In the [previous notebook](https://colab.research.google.com/drive/1ph0aYyuKy1rVYkhmVDGkpNZeibpNJNDR#scrollTo=o83v40YAdJP9) we got word features, and binary dummies for learning language and ui language. we decomposed lexeme string, got some additional features like contains special characters, number of tokens, surface length etc. we corrected for the surface form being <*sf>. 

The issue was that joining datadfq1 and the word features kept running into memory issues. 

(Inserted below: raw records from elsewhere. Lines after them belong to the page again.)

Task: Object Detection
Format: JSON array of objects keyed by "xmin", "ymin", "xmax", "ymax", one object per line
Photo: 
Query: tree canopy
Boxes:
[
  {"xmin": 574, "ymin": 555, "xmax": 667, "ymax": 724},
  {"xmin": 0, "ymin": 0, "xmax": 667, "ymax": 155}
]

We will try the following approaches. 

1. Convert the datadfq1 numeric to sparse representation and concatenate to lexeme features. - this is fairly involved, have to construct the sparse matrix from the lexemes sparse matrix. 
2. Tried Colab Pro+ ($67 per month) - did not work "L"
3. Try doing some modeling with the word features alone, get average delta, p_forgot_bin counts, num records, and do some feature selection first. 
4. Do a PCA on the lexeme features and bring down to around 200.
5. Try doing some feature selection using statistical testing and EDA with different word based features and plot mean p_forgot_bin vs delta, with hue as feature. 


### Convert numerics in datadfq1 to sparse matrix and then concatenate with all lexeme features.

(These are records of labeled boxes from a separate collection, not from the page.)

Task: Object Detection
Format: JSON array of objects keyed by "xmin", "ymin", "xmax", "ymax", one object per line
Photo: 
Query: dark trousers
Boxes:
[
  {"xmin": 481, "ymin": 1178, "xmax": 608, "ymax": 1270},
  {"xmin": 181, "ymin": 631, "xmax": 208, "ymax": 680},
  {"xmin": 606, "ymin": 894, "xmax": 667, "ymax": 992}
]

1. convert datadfq1 to sparse array
2. check memory before and after

In [1]:
from psutil import virtual_memory
ram_gb = virtual_memory().total / 1e9
print('Your runtime has {:.1f} gigabytes of available RAM\n'.format(ram_gb))

Your runtime has 54.8 gigabytes of available RAM



In [2]:
import bz2
import pickle
import _pickle as cPickle
import pandas as pd
import seaborn as sns
import matplotlib.pyplot as plt
import numpy as np

from google.colab import drive
drive.mount('/content/drive')

def decompress_pickle(file):
 data = bz2.BZ2File(file, 'rb')
 data = cPickle.load(data)
 return data

def compressed_pickle(title, data):  # do not add extension in filename
 with bz2.BZ2File(title + '.pbz2', 'w') as f: 
  cPickle.dump(data, f)

path_name = '/content/drive/MyDrive/'

Drive already mounted at /content/drive; to attempt to forcibly remount, call drive.mount("/content/drive", force_remount=True).


In [3]:
q1df1 = decompress_pickle(path_name+"q1_fulldataset_wordsonly.pbz2")

In [4]:
d1np1 = np.array(q1df1)

In [5]:
d1np1.size/1000/1000

87.760248

In [6]:
from scipy.sparse import coo_matrix
d1np1coo = coo_matrix(d1np1)

In [7]:
d1np1coo.size/1000/1000

37.745286

In [8]:
d1np1coo.shape

(7313354, 12)

We have substantially reduced the space taken by the main dataframe. 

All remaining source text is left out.